Over the past few days, the Republicans have stepped up their efforts to portray Barack Obama as some kind of hostile alien in America's midst. Mr McCain's running-mate, Sarah Palin, accuses the Democrat of "palling around with terrorists", while Republican campaign events now question Mr Obama's policies less than his patriotism, honesty and basic fitness as a human being. In a sense, you can't blame them. The economic crisis has transformed the election, pushing national security concerns like Iraq and the genuine terrorist threat out of the headlines.

Mr McCain's greatest strength has thus been rendered all but useless. Voters are fixated on the issues of jobs, wages and savings, where Democrats always have a large, in-built advantage. Nor does it help that Mr McCain, who by his own admission is no economic expert, visibly flails for answers, changing his policies daily with no sign that he is in touch with the desperate anxieties of voters.

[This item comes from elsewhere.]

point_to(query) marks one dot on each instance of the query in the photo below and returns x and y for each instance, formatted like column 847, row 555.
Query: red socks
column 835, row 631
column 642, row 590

Faced with such difficulties, the Republicans have understandably tried to change the subject, as they did to devastating effect against Michael Dukakis in 1988 and John Kerry in 2004. In similar circumstances, the black arts of politics would probably work today. An image would be sealed of Mr Obama as callow, shady, unpatriotic and somehow "different" – in other words black. This time, however, such character assassination comes across as petty and irrelevant compared to the real problems facing not just America, but individual citizens.

Despite his current lead, an Obama victory is not certain. In 1980, it was only in the final days of the campaign that the tide turned irrevocably against Jimmy Carter, as voters found themselves comfortable with the challenger Ronald Regan. An equivalent moment in 2008 has not yet arrived. But if Mr McCain is to win, it will not be by slinging mud.